Source code for neuroconv.tools.roiextractors.imagingextractordatachunkiterator

"""General purpose iterator for all ImagingExtractor data."""

import numpy as np
from roiextractors import ImagingExtractor
from tqdm import tqdm

from neuroconv.tools.hdmf import GenericDataChunkIterator
from neuroconv.tools.iterative_write import (
    get_image_series_buffer_shape,
    get_image_series_chunk_shape,
)



[docs]
class ImagingExtractorDataChunkIterator(GenericDataChunkIterator):
    """DataChunkIterator for ImagingExtractor objects primarily used when writing imaging data to an NWB file."""

    def __init__(
        self,
        imaging_extractor: ImagingExtractor,
        buffer_gb: float | None = None,
        buffer_shape: tuple | None = None,
        chunk_mb: float | None = None,
        chunk_shape: tuple | None = None,
        display_progress: bool = False,
        progress_bar_class: tqdm | None = None,
        progress_bar_options: dict | None = None,
    ):
        """
        Initialize an Iterable object which returns DataChunks with data and their selections on each iteration.

        Parameters
        ----------
        imaging_extractor : ImagingExtractor
            The ImagingExtractor object which handles the data access.
        buffer_gb : float, optional
            The upper bound on size in gigabytes (GB) of each selection from the iteration.
            The buffer_shape will be set implicitly by this argument.
            Cannot be set if `buffer_shape` is also specified.
            The default is 1GB.
        buffer_shape : tuple, optional
            Manual specification of buffer shape to return on each iteration.
            Must be a multiple of chunk_shape along each axis.
            Cannot be set if `buffer_gb` is also specified.
            The default is None.
        chunk_mb : float, optional
            The upper bound on size in megabytes (MB) of the internal chunk for the HDF5 dataset.
            The chunk_shape will be set implicitly by this argument.
            Cannot be set if `chunk_shape` is also specified.
            The default is 10MB, as recommended by the HDF5 group.
            For more details, search the hdf5 documentation for "Improving IO Performance Compressed Datasets".
        chunk_shape : tuple, optional
            Manual specification of the internal chunk shape for the HDF5 dataset.
            Cannot be set if `chunk_mb` is also specified.
            The default is None.
        display_progress : bool, default=False
            Display a progress bar with iteration rate and estimated completion time.
        progress_bar_class : dict, optional
            The progress bar class to use.
            Defaults to tqdm.tqdm if the TQDM package is installed.
        progress_bar_options : dict, optional
            Dictionary of keyword arguments to be passed directly to tqdm.
            See https://github.com/tqdm/tqdm#parameters for options.
        """
        self.imaging_extractor = imaging_extractor

        assert not (buffer_gb and buffer_shape), "Only one of 'buffer_gb' or 'buffer_shape' can be specified!"
        assert not (chunk_mb and chunk_shape), "Only one of 'chunk_mb' or 'chunk_shape' can be specified!"
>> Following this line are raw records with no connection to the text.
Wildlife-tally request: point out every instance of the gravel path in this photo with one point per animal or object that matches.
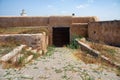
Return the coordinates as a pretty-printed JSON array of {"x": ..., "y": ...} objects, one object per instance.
[{"x": 61, "y": 65}]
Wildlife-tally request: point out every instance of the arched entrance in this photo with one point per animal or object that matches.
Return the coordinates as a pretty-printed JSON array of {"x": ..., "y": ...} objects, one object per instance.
[{"x": 61, "y": 36}]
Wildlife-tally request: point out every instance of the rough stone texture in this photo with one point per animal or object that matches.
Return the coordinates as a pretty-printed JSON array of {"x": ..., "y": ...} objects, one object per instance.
[
  {"x": 60, "y": 21},
  {"x": 96, "y": 53},
  {"x": 84, "y": 19},
  {"x": 86, "y": 47},
  {"x": 32, "y": 40},
  {"x": 80, "y": 29},
  {"x": 53, "y": 21},
  {"x": 15, "y": 21},
  {"x": 105, "y": 32}
]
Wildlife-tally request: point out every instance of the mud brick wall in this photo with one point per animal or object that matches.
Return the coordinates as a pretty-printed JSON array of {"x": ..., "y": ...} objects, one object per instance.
[
  {"x": 60, "y": 21},
  {"x": 105, "y": 32},
  {"x": 79, "y": 29},
  {"x": 23, "y": 21},
  {"x": 84, "y": 19},
  {"x": 32, "y": 40}
]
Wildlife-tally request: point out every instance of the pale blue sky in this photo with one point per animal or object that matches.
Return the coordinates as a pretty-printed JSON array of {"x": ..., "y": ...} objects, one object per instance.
[{"x": 104, "y": 9}]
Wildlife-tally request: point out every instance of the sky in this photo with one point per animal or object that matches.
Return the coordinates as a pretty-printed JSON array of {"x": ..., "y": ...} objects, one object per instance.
[{"x": 103, "y": 9}]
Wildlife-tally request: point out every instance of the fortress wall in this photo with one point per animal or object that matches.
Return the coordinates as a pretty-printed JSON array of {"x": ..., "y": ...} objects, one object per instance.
[
  {"x": 84, "y": 19},
  {"x": 105, "y": 32},
  {"x": 23, "y": 21},
  {"x": 60, "y": 21},
  {"x": 79, "y": 29}
]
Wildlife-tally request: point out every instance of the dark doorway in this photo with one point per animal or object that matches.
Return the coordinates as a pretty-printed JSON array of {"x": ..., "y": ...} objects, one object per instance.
[{"x": 61, "y": 36}]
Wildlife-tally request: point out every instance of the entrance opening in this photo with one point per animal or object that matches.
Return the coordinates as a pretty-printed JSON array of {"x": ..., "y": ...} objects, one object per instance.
[{"x": 61, "y": 36}]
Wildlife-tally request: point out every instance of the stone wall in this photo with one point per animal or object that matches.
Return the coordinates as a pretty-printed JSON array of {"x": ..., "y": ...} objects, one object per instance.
[
  {"x": 75, "y": 23},
  {"x": 107, "y": 32},
  {"x": 60, "y": 21},
  {"x": 23, "y": 21},
  {"x": 84, "y": 19},
  {"x": 39, "y": 41},
  {"x": 80, "y": 29}
]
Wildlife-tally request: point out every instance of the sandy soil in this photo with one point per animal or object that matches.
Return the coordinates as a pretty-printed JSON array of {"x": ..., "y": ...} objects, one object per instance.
[{"x": 61, "y": 65}]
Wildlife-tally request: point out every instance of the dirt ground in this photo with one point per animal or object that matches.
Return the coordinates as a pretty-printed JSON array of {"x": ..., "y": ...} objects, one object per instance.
[{"x": 61, "y": 65}]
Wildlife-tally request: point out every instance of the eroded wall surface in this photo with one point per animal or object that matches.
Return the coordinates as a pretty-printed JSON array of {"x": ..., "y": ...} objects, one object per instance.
[
  {"x": 39, "y": 41},
  {"x": 23, "y": 21},
  {"x": 105, "y": 32}
]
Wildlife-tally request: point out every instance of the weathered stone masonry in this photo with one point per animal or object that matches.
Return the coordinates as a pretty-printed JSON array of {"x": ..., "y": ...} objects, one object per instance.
[{"x": 105, "y": 31}]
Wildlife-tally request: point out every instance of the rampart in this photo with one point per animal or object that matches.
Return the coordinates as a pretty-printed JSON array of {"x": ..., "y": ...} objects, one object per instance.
[{"x": 107, "y": 32}]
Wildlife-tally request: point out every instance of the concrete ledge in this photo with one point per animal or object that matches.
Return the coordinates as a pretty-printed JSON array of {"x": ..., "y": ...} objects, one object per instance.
[
  {"x": 96, "y": 53},
  {"x": 85, "y": 47}
]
        if chunk_mb and buffer_gb:
            assert chunk_mb * 1e6 <= buffer_gb * 1e9, "chunk_mb must be less than or equal to buffer_gb!"

        if chunk_mb is None and chunk_shape is None:
            chunk_mb = 10.0

        if chunk_shape is None:
            chunk_shape = self._get_default_chunk_shape(chunk_mb=chunk_mb)

        if buffer_gb is None and buffer_shape is None:
            buffer_gb = 1.0

        if buffer_shape is None:
            buffer_shape = self._get_scaled_buffer_shape(buffer_gb=buffer_gb, chunk_shape=chunk_shape)

        super().__init__(
            buffer_shape=buffer_shape,
            chunk_shape=chunk_shape,
            display_progress=display_progress,
            progress_bar_class=progress_bar_class,
            progress_bar_options=progress_bar_options,
        )

    def _get_sample_shape(self) -> tuple:
        """This translate the sample shape in roiextractors to the nwb convention by transposing the frame shape."""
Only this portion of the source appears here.